Local APIC MSR Accesses
The hypervisor provides accelerated MSR access to high usage memory mapped APIC registers. These are the TPR, EOI, and the ICR registers. The ICR low and ICR high registers are combined into one MSR. For performance reasons, the guest operating system should follow the hypervisor recommendation for the usage of the APIC MSRs.
MSR address | Register Name | Description |
---|---|---|
0x40000070 | HV_X64_MSR_EOI | Accesses the APIC EOI |
0x40000071 | HV_X64_MSR_ICR | Accesses the APIC ICR-high and ICR-low |
0x40000072 | HV_X64_MSR_TPR | Access the APIC TPR |
HV_X64_MSR_EOI
Bits | Description | Attributes |
---|---|---|
63:32 | RsvdZ (reserved, should be zero) | Write |
31:0 | EOI value | Write |
HV_X64_MSR_ICR
Bits | Description | Attributes |
---|---|---|
63:32 | ICR high value | Read / Write |
31:0 | ICR low value | Read / Write |
HV_X64_MSR_TPR
Bits | Description | Attributes |
---|---|---|
63:8 | RsvdZ (reserved, should be zero) | Read / Write |
7:0 | TPR value | Read / Write |
This MSR is intended to accelerate access to the TPR in 32-bit mode guest partitions. 64-bit mode guest partitions should set the TPR by way of CR8.
Synthetic Cluster IPI
A hypervisor supports hypercalls which allow to send virtual fixed interrupts to an arbitrary set of virtual processors.
Hypercall | Description |
---|---|
HvCallSendSyntheticClusterIpi | Sends a virtual fixed interrupt to the specified virtual processor set. |
HvCallSendSyntheticClusterIpiEx | Similar to HvCallSendSyntheticClusterIpi, takes a sparse VP set as input. |
EOI Assist
One field in the Virtual Processor Assist Page is the EOI Assist field. The EOI Assist field resides at offset 0 of the overlay page and is 32-bits in size. The format of the EOI assist field is as follows:
Bits | Description | Attributes |
---|---|---|
31:1 | RsvdZ | Read / Write |
0 | No EOI Required | Read / Write |
The guest OS performs an EOI by atomically writing zero to the EOI Assist field of the virtual VP assist page and checking whether the “No EOI required” field was previously zero. If it was, the OS must write to the HV_X64_APIC_EOI MSR thereby triggering an intercept into the hypervisor. The following code is recommended to perform an EOI:
lea rcx, [VirtualApicAssistVa]
btr [rcx], 0
jc NoEoiRequired
mov ecx, HV_X64_APIC_EOI
wrmsr
NoEoiRequired:
The hypervisor sets the “No EOI required” bit when it injects a virtual interrupt if the following conditions are satisfied:
- The virtual interrupt is edge-triggered, and
- There are no lower priority interrupts pending
If, at a later time, a lower priority interrupt is requested, the hypervisor clears the “No EOI required” such that a subsequent EOI causes an intercept.

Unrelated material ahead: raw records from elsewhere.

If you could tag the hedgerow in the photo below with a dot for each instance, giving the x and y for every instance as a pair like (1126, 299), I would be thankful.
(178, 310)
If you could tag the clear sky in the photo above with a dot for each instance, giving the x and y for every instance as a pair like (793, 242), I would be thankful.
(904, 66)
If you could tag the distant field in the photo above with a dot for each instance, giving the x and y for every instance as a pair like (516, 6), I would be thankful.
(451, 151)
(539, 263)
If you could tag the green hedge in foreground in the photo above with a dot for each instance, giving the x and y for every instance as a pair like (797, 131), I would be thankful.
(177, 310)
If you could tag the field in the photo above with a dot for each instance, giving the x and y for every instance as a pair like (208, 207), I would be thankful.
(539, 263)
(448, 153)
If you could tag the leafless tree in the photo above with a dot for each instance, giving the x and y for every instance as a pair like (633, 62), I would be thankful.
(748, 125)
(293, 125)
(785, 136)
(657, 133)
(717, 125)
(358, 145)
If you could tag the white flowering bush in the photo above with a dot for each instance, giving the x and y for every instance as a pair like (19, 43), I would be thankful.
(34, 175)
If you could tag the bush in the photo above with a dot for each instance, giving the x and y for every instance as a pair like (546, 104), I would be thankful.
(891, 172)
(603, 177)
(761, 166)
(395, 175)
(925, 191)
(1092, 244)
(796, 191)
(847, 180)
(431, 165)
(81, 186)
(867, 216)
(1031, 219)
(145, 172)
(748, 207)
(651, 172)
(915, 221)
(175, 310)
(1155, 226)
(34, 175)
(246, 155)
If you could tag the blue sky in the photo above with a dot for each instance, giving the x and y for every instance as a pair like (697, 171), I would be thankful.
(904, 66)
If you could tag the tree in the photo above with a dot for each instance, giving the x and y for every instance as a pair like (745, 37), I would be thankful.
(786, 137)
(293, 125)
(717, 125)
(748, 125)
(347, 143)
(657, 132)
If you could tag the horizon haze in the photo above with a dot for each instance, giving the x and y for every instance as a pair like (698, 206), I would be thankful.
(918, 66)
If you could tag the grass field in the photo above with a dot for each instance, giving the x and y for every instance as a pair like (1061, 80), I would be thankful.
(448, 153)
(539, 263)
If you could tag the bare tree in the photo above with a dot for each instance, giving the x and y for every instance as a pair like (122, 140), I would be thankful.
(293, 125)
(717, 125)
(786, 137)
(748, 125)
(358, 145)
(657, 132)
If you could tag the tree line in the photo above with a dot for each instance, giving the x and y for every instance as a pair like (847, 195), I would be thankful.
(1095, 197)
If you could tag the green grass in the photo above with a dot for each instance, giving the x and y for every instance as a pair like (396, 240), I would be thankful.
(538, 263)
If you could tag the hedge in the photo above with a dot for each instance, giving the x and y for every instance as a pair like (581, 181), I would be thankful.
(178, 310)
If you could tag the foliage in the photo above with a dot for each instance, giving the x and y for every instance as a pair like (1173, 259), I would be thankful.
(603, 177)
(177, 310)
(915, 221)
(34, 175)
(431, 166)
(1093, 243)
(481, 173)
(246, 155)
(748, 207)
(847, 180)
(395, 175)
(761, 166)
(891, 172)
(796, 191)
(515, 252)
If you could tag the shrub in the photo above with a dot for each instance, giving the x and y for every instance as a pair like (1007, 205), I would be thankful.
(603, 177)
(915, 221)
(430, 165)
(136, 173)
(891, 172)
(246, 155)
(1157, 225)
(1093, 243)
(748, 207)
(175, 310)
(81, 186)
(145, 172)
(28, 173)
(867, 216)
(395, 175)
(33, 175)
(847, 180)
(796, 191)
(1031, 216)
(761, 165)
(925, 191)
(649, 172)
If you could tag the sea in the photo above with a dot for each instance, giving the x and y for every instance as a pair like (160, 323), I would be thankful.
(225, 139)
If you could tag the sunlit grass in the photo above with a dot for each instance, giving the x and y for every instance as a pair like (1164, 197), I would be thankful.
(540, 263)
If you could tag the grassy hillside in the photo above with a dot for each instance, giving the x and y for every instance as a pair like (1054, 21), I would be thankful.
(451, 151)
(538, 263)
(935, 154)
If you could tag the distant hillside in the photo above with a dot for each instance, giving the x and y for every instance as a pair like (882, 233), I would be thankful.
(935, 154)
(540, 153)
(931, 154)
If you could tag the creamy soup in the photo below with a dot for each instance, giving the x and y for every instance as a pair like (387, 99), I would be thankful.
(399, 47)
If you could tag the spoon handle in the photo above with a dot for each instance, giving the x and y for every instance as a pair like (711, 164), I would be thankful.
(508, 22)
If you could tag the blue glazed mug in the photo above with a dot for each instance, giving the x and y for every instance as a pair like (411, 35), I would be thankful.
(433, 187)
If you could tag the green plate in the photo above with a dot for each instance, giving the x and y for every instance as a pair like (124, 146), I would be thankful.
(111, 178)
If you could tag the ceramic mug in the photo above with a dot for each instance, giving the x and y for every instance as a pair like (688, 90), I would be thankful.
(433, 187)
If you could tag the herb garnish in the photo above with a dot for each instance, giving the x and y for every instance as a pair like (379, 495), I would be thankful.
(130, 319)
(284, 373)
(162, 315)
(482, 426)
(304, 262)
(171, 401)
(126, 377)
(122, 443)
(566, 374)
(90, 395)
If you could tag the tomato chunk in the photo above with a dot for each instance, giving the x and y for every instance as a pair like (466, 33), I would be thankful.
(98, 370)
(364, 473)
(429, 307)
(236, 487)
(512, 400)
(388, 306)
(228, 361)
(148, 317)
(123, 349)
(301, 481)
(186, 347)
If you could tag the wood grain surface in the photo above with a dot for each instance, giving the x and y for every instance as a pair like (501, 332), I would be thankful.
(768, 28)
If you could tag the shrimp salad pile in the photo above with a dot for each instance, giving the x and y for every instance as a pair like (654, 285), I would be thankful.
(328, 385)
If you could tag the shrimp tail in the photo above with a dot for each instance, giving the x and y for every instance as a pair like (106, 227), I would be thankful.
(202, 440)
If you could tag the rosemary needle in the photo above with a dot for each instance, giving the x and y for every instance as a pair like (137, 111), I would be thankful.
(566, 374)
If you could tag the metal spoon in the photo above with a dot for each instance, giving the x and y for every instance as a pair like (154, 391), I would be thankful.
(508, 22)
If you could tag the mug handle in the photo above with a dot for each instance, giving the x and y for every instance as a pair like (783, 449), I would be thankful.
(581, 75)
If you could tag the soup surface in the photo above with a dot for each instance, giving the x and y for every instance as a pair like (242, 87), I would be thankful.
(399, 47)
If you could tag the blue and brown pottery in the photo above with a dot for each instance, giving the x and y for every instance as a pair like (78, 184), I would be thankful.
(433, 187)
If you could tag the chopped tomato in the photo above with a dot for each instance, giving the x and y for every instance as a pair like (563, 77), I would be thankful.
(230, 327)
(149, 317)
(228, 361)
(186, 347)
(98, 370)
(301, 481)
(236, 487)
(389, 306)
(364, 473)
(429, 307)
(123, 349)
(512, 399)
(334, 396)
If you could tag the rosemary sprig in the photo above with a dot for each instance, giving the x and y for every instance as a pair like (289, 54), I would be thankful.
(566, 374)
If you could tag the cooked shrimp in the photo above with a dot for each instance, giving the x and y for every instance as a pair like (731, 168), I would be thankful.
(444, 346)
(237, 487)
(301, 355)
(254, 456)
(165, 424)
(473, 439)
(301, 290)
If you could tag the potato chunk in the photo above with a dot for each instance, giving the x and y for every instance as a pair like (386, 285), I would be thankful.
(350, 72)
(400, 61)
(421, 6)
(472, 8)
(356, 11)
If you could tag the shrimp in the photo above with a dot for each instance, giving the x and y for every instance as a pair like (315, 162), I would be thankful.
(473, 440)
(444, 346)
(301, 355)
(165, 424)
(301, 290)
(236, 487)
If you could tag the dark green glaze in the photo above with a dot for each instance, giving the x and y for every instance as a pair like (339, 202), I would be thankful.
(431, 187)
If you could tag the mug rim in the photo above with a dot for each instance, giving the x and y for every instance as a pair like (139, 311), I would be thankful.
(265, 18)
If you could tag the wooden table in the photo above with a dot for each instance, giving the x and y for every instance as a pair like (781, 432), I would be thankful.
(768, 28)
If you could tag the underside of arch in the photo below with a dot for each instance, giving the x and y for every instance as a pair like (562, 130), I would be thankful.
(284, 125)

In case of nested interrupts, the EOI intercept is avoided only for the highest priority interrupt. This is necessary since no count is maintained for the number of EOIs performed by the OS. Therefore only the first EOI can be avoided and since the first EOI clears the “No EOI Required” bit, the next EOI generates an intercept. However nested interrupts are rare, so this is not a problem in the common case.

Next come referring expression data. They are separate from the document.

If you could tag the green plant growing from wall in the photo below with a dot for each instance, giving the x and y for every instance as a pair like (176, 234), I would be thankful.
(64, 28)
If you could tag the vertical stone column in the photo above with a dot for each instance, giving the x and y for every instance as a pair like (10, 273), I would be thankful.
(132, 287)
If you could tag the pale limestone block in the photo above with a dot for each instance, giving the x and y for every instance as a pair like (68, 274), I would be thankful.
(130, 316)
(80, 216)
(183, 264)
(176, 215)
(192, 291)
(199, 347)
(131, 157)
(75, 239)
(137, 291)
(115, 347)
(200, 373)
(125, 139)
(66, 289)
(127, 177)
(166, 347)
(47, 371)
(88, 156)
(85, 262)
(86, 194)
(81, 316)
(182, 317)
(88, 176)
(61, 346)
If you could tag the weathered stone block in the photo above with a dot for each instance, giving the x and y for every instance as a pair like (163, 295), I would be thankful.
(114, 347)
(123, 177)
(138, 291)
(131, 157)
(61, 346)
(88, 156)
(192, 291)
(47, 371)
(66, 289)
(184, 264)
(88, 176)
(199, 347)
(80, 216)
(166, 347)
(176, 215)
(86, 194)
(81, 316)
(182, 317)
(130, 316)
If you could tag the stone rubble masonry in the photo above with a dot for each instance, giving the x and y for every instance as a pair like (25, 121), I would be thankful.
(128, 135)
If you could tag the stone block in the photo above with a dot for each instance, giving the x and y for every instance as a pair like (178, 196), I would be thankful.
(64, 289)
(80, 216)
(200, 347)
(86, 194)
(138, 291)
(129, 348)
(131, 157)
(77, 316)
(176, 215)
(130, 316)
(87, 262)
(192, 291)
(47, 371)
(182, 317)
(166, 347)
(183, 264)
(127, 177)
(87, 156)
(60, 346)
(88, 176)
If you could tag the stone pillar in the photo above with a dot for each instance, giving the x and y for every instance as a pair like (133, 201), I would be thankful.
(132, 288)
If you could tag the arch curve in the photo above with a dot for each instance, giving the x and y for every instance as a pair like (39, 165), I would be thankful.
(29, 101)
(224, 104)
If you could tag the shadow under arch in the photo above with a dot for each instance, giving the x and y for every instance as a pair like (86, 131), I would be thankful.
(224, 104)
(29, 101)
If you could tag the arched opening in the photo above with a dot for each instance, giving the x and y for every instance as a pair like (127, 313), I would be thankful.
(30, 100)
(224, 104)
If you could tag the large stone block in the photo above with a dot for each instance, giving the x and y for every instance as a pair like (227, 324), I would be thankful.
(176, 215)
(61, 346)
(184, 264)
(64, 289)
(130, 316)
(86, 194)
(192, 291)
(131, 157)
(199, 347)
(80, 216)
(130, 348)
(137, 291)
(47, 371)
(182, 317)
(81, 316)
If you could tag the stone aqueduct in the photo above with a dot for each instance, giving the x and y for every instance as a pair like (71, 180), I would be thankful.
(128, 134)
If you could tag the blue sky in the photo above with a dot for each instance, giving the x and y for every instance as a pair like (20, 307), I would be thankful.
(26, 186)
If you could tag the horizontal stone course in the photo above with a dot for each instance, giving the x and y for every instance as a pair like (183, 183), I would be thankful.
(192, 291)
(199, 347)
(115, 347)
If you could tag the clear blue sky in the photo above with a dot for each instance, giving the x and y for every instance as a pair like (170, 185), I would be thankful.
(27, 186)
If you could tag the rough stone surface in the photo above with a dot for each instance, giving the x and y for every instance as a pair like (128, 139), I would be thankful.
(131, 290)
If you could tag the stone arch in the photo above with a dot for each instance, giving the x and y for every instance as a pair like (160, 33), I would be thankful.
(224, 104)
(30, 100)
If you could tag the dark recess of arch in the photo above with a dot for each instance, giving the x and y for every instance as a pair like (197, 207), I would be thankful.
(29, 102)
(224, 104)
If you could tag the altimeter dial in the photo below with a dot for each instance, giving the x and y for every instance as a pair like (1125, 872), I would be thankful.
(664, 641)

Note that devices and/or the I/O APIC (physical or synthetic) need not be notified of an EOI for an edge-triggered interrupt – the hypervisor intercepts such EOIs only to update the virtual APIC state. In some cases, the virtual APIC state can be lazily updated – in such cases, the “NoEoiRequired” bit is set by the hypervisor indicating to the guest that an EOI intercept is not necessary. At a later instant, the hypervisor can derive the state of the local APIC depending on the current value of the “NoEoiRequired” bit.
Enabling and disabling this enlightenment can be done at any time independently of the interrupt activity and the APIC state at that moment. While the enlightenment is enabled, conventional EOIs can still be performed irrespective of the “No EOI required” value but they will not realize the performance benefit of the enlightenment.